The new testing device is comprised of a small cartridge containing testing reagents and a port to insert a nasal extract or blood sample, the researchers said. The whole unit clips to a smartphone and it takes about 30 minutes to complete a test.

Inside the cartridge, the reagents break open a pathogen’s outer shell to access to its RNA. A primer molecule amplifies the genetic material into many millions of copies in about 10 or 15 minutes, the researchers said. A fluorescent dye stains the copies and glows green when illuminated by blue LED light, which is then detected by the smartphone’s camera.

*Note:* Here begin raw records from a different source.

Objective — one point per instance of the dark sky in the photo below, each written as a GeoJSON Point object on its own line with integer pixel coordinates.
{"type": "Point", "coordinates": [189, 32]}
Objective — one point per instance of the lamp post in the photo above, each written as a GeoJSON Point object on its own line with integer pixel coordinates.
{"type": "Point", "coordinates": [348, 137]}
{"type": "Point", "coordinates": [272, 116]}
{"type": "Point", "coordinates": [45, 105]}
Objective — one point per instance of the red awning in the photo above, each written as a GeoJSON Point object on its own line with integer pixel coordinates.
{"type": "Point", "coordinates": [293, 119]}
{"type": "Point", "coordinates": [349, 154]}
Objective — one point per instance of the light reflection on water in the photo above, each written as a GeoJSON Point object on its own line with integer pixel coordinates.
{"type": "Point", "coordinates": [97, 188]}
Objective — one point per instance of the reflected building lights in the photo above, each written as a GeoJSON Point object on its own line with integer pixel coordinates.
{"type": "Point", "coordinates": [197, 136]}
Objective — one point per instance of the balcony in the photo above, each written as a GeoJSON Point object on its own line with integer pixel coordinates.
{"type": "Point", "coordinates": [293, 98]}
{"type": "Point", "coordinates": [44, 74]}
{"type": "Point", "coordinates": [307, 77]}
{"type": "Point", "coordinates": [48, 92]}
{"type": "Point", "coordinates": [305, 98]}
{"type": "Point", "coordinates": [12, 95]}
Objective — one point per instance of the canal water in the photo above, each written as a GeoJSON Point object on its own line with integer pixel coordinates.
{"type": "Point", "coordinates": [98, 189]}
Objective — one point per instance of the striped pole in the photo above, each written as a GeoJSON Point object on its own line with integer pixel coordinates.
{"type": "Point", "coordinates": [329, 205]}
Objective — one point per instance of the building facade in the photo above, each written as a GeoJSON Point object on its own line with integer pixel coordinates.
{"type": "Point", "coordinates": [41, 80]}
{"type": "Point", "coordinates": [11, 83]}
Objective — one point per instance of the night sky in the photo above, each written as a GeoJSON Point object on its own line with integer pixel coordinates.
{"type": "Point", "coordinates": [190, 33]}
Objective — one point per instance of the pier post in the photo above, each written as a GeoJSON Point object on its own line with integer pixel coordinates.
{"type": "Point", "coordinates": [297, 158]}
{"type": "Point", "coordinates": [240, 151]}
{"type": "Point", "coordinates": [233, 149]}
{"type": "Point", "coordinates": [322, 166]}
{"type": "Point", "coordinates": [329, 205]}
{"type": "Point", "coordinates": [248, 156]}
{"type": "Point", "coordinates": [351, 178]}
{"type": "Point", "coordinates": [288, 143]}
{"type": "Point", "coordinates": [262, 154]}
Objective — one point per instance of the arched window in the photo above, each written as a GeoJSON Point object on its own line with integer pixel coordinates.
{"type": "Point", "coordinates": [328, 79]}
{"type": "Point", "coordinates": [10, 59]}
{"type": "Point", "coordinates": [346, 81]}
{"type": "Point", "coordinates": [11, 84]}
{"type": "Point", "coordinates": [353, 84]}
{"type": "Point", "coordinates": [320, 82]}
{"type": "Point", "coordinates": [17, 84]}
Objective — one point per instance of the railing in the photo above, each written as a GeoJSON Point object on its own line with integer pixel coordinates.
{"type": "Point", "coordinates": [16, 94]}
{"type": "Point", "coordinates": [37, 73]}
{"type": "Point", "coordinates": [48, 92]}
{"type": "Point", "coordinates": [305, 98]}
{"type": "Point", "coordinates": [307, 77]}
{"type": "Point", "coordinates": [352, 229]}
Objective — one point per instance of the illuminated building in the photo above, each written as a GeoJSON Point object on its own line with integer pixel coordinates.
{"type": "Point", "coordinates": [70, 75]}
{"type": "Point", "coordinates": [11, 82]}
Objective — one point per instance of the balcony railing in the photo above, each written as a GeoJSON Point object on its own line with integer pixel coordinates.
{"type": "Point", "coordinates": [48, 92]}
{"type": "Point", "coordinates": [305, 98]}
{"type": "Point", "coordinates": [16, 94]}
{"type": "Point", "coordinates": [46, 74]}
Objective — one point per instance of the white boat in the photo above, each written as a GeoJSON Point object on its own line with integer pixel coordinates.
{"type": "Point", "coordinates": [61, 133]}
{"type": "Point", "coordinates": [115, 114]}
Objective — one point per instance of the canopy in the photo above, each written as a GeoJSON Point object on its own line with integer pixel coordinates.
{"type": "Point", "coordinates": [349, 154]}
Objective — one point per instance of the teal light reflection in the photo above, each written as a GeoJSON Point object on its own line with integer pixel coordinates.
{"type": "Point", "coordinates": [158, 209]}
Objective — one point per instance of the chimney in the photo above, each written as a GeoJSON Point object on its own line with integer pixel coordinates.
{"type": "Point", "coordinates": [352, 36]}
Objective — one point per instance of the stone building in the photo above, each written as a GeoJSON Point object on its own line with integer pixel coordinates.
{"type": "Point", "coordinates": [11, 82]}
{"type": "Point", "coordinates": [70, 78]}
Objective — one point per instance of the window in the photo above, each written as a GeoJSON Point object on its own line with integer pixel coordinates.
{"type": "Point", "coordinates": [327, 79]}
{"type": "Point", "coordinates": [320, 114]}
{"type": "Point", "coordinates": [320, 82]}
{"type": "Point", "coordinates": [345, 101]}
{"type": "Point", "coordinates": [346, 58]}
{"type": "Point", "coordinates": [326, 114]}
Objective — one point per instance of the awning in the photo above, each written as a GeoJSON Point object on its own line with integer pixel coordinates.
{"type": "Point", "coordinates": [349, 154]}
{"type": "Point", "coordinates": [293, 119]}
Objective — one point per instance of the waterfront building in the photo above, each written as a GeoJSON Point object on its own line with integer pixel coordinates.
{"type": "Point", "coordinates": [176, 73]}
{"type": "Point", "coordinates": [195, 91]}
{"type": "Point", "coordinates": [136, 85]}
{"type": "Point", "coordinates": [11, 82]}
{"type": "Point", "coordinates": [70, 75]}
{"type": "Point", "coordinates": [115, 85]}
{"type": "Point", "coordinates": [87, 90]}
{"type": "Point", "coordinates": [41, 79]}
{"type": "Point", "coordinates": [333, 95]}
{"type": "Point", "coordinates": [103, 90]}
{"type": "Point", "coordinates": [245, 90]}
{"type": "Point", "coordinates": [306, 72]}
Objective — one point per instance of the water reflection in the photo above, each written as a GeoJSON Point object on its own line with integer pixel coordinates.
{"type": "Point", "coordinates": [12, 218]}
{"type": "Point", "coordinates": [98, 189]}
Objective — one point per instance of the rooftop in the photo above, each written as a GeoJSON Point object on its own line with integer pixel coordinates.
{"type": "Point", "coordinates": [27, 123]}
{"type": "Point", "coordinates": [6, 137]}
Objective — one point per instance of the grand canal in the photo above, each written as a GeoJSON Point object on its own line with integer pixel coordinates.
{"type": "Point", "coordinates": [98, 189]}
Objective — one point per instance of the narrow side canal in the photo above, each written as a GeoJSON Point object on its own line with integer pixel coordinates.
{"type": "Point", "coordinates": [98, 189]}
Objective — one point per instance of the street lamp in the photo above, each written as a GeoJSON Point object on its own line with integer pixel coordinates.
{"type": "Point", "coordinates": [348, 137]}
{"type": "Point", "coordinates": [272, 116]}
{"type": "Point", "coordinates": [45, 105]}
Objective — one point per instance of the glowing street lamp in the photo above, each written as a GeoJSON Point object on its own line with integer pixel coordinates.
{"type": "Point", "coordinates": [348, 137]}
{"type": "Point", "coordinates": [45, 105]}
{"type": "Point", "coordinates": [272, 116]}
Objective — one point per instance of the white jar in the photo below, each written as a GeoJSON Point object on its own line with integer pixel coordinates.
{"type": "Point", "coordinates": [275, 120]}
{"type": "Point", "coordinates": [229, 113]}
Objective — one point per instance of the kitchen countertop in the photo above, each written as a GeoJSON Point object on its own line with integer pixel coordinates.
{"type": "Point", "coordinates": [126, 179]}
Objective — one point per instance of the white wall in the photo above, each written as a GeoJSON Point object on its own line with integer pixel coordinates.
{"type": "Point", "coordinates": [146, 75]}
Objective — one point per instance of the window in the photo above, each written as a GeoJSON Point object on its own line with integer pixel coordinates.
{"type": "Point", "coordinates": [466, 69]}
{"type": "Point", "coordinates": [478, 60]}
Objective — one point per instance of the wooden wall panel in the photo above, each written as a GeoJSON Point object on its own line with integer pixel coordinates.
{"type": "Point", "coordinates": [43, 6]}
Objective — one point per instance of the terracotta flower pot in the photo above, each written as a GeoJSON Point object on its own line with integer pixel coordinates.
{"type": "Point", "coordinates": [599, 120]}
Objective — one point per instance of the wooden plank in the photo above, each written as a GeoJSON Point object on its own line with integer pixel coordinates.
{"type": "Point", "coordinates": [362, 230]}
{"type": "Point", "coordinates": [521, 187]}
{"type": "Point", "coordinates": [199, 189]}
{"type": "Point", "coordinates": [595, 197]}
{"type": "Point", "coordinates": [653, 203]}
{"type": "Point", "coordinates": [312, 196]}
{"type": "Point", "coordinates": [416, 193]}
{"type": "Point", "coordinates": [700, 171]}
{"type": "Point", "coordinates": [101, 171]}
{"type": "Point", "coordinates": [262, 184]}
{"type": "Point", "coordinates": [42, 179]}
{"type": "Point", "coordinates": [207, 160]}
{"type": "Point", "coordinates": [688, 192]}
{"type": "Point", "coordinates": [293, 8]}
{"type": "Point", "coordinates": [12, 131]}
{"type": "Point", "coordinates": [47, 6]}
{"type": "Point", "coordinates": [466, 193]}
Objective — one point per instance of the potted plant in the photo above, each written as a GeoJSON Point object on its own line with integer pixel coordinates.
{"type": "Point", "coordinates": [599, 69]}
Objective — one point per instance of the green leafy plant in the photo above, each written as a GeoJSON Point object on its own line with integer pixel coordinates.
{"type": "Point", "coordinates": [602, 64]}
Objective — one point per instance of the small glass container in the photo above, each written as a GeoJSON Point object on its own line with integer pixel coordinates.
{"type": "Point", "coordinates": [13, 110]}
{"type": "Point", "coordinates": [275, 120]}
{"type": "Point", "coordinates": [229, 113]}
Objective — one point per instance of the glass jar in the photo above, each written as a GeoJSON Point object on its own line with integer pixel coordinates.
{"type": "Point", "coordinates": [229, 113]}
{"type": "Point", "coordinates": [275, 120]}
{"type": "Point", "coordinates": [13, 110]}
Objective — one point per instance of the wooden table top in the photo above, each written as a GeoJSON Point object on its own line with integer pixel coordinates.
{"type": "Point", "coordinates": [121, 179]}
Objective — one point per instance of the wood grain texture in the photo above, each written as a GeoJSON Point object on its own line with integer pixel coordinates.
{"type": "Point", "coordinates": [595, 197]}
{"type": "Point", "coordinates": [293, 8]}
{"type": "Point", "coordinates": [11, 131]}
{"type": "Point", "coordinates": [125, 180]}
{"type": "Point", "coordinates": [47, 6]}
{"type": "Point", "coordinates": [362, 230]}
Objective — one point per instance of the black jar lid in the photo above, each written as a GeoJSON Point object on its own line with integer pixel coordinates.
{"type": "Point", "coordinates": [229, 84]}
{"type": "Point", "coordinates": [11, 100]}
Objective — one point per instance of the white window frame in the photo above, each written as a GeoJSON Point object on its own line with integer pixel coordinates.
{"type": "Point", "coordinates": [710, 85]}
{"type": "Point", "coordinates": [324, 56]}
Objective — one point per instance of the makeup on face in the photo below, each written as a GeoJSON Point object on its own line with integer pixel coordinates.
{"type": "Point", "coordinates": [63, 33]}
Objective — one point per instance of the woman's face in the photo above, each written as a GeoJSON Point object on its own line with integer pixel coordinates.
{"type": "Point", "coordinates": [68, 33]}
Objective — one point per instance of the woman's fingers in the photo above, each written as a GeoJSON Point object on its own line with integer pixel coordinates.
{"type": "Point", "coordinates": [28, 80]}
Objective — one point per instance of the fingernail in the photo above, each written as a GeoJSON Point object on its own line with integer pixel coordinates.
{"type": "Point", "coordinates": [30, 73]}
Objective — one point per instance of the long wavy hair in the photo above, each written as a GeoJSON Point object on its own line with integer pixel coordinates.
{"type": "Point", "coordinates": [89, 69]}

“This test can be performed rapidly on passengers before getting on a flight, on people going to a theme park or before events like a conference or concert,” Cunningham said. “Cloud computing via a smartphone application could allow a negative test result to be registered with event organisers or as part of a boarding pass for a flight. Or, a person in quarantine could give themselves daily tests, register the results with a doctor, and then know when it’s safe to come out and rejoin society.”

There are a few preparatory steps currently performed outside of the smartphone-based testing device, and the team is working on a cartridge that has all the reagents needed to be a fully integrated system. Other researchers at the U. of I. are using the novel coronavirus genome to create a mobile test for COVID-19 and making an easily manufactured cartridge that Cunningham said would improve testing efforts.